Surface currents, such as the Gulf Stream warmed Europe and the east coast of the United States as it moves north, where near Greenland it gets cold and heavy enough to sink and return to the tropics as a gigantic cold and salty stream at the bottom of the ocean. It is my view, that the various global warming models should (but do not) fully consider the changes in the flow rates of these currents because they have a growing and large impact on the heat balance of the oceans. They not only regulate global climate, but also their mixing effect supports the life of marine ecosystems which supply a substantial portion of the world's food. Their mixing effects also control how heat, carbon, nutrients, and dissolved gasses are exchanged between the upper and lower layers of the ocean and when they slow. This effect diminishes and global warmings rises.

In case of the Gulf Stream, as the low-density water generated by the melting on Greenland mixes with the higher density Gulf Stream, it reduces the density and therefore the flow rate of sinking of the mixed cold and salty waters.

As the ocean's conveyor belts slow, the surface temperature and global warming rise because less heat is conveyed into the lower layers. Because of the reduced mixing, less food is supplied to the algae, which under the protection of corals perform the photosynthesis (splits the water using solar energy and produces sugar from the hydrogen and CO2 while generating much of the oxygen on earth).

In the past, the ocean absorbed over one-quarter of the CO2 emitted, but as the water temperature rises the solubility of CO2 drops and the resulting "degassing" further increases the CO2 content of the air. In addition, the basic chemistry of the oceans is changing fast because the emissions during the industrial age made the water 30% more acidic.

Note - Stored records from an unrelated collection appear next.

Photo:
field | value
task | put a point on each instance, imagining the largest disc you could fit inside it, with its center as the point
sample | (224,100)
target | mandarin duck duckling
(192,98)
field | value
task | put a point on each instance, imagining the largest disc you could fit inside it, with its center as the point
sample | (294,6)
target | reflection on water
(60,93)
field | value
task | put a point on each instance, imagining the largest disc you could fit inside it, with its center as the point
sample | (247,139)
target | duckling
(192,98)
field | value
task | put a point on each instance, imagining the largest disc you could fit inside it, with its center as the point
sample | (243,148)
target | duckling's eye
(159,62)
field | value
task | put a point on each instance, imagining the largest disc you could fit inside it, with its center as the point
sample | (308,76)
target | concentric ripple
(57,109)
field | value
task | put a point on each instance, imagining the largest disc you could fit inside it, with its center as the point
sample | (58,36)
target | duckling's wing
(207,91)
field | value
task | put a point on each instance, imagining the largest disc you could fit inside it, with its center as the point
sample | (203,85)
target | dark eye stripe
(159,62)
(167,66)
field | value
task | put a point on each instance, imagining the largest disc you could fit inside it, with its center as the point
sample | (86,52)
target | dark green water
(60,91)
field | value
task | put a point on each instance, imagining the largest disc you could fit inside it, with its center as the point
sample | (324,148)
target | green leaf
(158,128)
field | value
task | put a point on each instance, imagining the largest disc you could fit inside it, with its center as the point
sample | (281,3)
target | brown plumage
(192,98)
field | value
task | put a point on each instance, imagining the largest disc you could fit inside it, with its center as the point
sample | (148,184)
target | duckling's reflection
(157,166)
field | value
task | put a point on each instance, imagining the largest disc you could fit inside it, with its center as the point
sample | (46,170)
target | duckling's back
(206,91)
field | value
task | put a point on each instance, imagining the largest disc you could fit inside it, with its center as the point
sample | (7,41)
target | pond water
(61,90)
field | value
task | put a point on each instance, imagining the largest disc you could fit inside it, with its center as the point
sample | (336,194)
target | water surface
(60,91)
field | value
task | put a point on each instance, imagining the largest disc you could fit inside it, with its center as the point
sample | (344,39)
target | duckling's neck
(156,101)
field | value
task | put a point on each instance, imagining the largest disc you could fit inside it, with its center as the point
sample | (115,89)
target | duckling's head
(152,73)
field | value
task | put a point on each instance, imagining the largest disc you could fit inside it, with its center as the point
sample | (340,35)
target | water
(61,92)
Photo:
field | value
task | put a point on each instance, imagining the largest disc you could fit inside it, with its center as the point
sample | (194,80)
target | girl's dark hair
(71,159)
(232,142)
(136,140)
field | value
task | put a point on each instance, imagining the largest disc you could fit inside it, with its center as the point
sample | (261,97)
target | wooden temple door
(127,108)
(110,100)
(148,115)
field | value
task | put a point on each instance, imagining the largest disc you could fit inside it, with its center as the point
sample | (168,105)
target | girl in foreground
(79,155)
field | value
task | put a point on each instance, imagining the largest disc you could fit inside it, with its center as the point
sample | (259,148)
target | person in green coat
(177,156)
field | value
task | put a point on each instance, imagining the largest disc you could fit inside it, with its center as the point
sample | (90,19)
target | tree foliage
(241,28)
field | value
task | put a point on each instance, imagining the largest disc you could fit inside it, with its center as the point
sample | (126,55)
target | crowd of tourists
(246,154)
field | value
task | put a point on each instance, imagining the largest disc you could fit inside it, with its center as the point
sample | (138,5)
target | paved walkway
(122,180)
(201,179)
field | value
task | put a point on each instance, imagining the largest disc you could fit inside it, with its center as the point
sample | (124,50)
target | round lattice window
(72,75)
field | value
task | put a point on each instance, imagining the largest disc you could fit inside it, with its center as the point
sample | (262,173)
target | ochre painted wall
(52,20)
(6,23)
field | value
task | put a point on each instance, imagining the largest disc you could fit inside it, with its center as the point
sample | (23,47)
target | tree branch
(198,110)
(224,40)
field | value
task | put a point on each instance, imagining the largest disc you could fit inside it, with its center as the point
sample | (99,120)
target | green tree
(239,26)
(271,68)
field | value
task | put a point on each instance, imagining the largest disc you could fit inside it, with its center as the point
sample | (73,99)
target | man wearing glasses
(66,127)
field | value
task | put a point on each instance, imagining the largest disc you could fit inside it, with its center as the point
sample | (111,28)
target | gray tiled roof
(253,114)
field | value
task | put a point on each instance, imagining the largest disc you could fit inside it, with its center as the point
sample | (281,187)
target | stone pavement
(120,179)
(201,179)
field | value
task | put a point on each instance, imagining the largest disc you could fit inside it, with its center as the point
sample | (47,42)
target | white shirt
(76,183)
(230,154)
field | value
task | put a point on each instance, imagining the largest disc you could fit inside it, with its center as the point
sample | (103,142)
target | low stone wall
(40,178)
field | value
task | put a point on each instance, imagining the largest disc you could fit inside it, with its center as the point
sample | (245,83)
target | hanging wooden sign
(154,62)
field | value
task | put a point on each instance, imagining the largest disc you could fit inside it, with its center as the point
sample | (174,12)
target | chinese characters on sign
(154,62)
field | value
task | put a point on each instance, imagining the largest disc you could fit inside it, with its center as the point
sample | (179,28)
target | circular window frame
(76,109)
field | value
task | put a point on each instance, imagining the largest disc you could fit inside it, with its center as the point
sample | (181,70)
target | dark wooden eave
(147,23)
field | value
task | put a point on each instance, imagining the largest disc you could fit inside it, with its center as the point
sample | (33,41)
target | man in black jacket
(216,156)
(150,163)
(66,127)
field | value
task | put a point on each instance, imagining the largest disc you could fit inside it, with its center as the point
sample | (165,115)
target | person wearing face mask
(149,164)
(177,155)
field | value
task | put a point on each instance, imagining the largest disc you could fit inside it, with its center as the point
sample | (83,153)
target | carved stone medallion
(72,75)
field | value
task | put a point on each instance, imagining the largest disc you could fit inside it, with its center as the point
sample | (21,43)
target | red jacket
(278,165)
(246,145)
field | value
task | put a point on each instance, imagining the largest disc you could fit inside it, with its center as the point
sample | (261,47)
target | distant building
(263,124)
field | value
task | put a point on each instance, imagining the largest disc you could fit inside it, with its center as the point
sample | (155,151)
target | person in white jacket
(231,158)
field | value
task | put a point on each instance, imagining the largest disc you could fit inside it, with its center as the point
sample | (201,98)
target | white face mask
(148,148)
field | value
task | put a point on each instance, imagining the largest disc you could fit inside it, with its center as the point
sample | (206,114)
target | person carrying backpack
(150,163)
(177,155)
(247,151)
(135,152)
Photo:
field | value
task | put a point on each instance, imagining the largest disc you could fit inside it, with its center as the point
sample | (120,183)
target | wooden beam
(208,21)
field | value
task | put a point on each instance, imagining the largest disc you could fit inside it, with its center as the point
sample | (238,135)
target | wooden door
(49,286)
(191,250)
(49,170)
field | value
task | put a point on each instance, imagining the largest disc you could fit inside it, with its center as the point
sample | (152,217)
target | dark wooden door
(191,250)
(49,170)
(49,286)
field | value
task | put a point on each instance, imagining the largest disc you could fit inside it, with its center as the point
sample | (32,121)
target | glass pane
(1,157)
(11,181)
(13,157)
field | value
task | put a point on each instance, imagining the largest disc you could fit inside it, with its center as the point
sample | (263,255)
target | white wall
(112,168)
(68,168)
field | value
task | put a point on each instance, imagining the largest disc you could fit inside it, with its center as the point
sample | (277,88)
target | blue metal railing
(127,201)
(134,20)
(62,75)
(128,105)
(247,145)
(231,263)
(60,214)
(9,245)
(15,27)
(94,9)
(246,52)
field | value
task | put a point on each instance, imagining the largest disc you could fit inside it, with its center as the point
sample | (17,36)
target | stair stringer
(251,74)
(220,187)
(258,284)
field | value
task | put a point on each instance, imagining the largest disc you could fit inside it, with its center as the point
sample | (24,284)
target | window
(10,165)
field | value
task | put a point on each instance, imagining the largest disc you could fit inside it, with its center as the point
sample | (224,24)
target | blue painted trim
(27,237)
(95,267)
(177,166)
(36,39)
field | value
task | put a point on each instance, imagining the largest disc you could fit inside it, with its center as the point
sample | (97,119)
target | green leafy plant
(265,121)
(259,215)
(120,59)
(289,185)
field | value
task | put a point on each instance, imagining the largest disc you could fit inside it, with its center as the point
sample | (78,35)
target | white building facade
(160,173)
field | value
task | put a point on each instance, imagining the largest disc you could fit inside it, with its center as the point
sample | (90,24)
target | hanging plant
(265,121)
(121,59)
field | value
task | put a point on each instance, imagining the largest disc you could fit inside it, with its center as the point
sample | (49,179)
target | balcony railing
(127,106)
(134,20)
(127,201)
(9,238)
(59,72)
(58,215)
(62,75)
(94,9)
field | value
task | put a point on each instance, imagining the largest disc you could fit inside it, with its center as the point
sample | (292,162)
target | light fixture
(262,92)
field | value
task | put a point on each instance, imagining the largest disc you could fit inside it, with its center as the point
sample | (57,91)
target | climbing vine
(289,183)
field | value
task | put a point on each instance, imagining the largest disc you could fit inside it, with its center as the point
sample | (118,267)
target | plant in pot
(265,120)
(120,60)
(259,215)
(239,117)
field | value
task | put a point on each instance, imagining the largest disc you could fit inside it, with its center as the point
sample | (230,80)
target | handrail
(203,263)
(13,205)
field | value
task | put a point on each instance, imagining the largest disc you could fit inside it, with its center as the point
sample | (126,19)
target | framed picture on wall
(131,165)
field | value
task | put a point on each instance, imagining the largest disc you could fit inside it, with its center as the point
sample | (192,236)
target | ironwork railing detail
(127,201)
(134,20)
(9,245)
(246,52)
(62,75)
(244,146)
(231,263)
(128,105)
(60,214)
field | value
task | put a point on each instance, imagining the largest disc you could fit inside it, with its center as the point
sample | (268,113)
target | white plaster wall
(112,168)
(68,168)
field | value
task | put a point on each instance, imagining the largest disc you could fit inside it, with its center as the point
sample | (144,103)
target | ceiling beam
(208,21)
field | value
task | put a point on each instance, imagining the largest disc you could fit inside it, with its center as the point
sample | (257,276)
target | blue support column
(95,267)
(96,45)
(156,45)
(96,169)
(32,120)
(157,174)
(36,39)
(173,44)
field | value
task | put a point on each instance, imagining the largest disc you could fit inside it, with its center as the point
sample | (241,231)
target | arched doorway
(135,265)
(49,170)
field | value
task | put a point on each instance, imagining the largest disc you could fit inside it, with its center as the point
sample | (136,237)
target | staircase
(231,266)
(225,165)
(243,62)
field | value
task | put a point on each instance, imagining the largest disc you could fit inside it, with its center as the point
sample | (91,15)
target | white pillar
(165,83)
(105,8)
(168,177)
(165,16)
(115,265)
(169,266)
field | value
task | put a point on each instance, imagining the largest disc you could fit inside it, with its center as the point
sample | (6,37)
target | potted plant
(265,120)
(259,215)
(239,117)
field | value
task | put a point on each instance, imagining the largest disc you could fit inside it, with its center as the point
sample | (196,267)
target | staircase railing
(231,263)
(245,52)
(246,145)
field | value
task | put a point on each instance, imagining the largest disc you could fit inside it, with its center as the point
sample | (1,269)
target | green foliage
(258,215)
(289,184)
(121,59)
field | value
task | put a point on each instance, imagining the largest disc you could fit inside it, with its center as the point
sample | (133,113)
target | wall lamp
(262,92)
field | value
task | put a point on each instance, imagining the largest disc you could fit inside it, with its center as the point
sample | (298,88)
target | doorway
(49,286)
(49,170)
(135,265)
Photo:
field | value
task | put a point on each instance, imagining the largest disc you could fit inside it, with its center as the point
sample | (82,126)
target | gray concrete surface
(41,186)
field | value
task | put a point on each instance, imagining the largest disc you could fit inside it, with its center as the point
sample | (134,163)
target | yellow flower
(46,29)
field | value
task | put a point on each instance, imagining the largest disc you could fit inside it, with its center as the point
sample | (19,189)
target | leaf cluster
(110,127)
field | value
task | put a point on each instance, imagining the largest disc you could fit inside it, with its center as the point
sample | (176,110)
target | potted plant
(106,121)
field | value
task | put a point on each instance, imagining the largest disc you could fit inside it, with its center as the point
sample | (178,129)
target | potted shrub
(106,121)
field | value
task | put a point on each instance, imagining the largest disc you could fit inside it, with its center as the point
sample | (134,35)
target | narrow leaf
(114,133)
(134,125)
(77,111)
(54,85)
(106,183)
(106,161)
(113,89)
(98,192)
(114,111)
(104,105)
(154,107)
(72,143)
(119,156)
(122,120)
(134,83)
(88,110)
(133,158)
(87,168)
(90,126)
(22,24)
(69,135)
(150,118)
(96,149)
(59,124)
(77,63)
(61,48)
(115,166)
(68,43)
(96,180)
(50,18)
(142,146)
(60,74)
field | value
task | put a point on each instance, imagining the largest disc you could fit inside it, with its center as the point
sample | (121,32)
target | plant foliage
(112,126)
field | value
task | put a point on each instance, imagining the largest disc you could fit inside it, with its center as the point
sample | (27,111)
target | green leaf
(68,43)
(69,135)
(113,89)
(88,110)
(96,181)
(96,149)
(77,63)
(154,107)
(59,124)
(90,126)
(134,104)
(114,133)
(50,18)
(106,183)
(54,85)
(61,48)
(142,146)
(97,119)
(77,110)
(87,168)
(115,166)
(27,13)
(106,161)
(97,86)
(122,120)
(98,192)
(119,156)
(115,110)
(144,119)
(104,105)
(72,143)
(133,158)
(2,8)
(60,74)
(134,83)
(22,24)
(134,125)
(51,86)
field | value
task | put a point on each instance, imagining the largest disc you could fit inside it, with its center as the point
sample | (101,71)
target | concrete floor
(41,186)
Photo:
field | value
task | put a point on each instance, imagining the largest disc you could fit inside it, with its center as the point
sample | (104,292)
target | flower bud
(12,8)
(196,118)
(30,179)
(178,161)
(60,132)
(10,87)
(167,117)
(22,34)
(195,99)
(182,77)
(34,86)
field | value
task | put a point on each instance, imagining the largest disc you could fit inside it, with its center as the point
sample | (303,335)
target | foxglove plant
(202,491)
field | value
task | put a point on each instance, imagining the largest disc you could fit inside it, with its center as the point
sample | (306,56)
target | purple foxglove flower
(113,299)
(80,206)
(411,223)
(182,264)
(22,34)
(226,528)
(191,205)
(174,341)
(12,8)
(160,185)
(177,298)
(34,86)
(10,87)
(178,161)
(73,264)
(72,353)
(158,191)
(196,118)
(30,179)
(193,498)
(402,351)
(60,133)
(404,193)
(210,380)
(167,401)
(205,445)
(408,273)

As a consequence, the coral reefs die and that destroys the healthy habitat that previously supplied food and protection to millions of plant and animal species. Based on all this, I believe that if global warming continues as it does today, the oceans soon will become too warm for coral reefs to survive.

The conclusion of my process control analysis is that the majority of global warming projection models is excessively optimistic because they do not sufficiently consider the yet to be triggered the oceanic processes. It also because they do not realize that the inertia of the oceanic processes will continue to increase global warming even after greenhouse gas emission neutrality is achieved.